The real estate market in Kenya is growing rapidly. Moreover, I myself have begun to think about the possibility of buying a house in Kenya (actually at the moment I am only constrained by lack of money, otherwise I would have bought it). By the way, if you live in Kenya for 5 years (on a tourist or business visa), you can get citizenship. They want to make a semblance of South Africa and are actively attracting foreign investors now.
Is it possible to make an interesting itinerary for Kenya and visit and see the country with your help?
Yes, of course! You can do it with me or without me (there are a lot of travel agencies that offer such services, you can contact them via the Internet). And you can book a hotel here online. But you have to know English at least a little.

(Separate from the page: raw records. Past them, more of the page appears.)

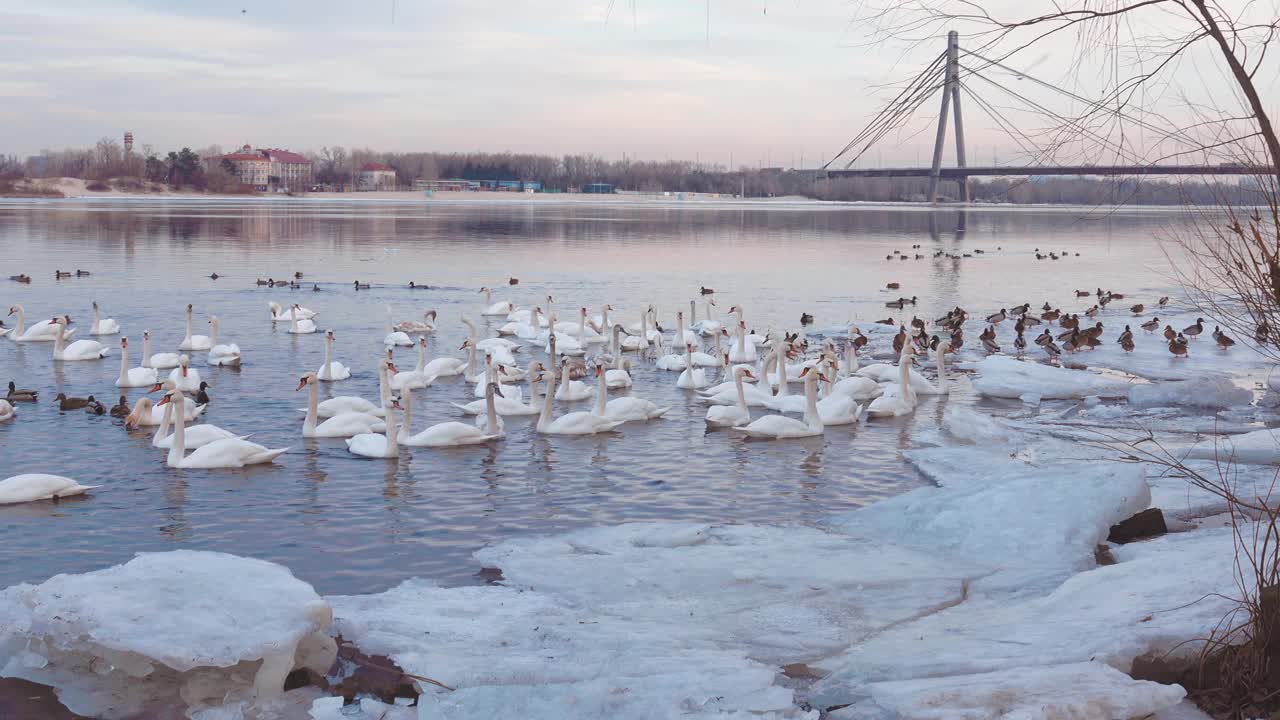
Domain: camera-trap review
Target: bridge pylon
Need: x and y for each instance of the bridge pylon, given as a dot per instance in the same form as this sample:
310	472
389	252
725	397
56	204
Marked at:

Anya, I know that all travelers are familiar with the concept of freedom and independence, because they make their own life. What is the concept of freedom for you?

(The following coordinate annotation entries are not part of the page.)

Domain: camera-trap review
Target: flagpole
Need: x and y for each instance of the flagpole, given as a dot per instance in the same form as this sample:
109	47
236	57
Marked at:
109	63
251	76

On a superficial level, freedom for me is to do what I’m interested in doing at the moment, the freedom to manage my time and energy. And at a deeper level, it’s freedom from fears, attachments and family stereotypes, but I haven’t gotten there yet. I’m getting there with varying success…
Anya, what are your interests now, I know that you are always searching for yourself? Can you tell us about it?

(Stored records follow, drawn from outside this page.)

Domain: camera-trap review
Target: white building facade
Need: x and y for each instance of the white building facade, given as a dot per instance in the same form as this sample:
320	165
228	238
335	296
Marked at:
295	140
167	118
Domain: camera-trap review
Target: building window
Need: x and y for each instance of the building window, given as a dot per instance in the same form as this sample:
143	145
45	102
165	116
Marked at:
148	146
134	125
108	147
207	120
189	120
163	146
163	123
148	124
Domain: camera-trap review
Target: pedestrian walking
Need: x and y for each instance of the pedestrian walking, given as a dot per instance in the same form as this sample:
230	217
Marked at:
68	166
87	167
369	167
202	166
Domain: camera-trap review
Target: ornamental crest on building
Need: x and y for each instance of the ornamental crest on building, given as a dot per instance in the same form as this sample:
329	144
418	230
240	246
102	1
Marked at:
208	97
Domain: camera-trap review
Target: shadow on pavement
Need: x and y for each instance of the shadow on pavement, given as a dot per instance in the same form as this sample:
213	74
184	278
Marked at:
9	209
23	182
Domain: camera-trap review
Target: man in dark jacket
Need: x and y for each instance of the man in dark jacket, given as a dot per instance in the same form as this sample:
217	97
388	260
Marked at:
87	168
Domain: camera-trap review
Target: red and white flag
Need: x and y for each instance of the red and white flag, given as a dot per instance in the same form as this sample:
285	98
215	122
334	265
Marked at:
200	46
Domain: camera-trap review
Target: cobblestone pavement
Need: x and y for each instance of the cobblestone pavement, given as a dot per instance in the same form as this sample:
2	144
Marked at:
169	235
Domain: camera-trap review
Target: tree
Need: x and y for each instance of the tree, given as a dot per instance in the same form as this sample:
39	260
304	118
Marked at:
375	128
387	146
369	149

My latest hobby is Tarot cards, I work as a tarotologist, also remotely. I also very much like family constellations (very conditionally they can be called a kind of family therapy) and I learn how to do them, but unfortunately they cannot be done remotely.
Many readers write letters saying that they too want to travel and see the world, but are afraid to go alone. I know you’ve been traveling on your own for a while, give me some advice – how safe is that?
In fact, if you are afraid to go alone, you can look for travel companions (now a lot of sites and forums for independent travelers, where you can find a travel companion). Although I was not afraid of one. And nothing terrible happened to me. Walking around Moscow at night is scarier. Although I spoke English well and I was not afraid to talk to strangers. In general it is safe to travel alone if you do it deliberately.
And finally, what advice would you like to give to readers who want to change their lives but don’t know how? Who wants to start traveling but is hesitant to take the first step?
You can start with the inner journey – do some spiritual practice, go to a psychologist and work with your fears. Fears can be overcome! If you want to travel to other countries, learn English. Develop your communication skills and intuition. You can start with a small trip (for example, for a month – you don’t have to go for six months at once).
You can go somewhere for the first time with more experienced travelers… The main thing to remember is that life around you reflects you, if you have a clean inside, nothing will happen outside. And remember that life (at least in this body) is finite… You can grow old and die without seeing the beauty of the world…
Besides travelling develops independence, creative thinking, ability to take responsibility for our deeds and learn from our mistakes, and also trust in Life and know that everything always happens right from the point of view of our soul (even if it seems wrong to us at the moment). If anyone has any questions for me (about Kenya, about travel in general) or has a request for an individual consultation using Tarot cards, you can contact me.
By e-mail: email@example.com My livejournal: annakrol.livejournal.com My skype: krol.anna1
Anya, thank you for such an interesting and informative story. We wish you the realization of all your most wonderful ideas and all the sunniest and wonderful things. :)Be happy and may everything always work out for you!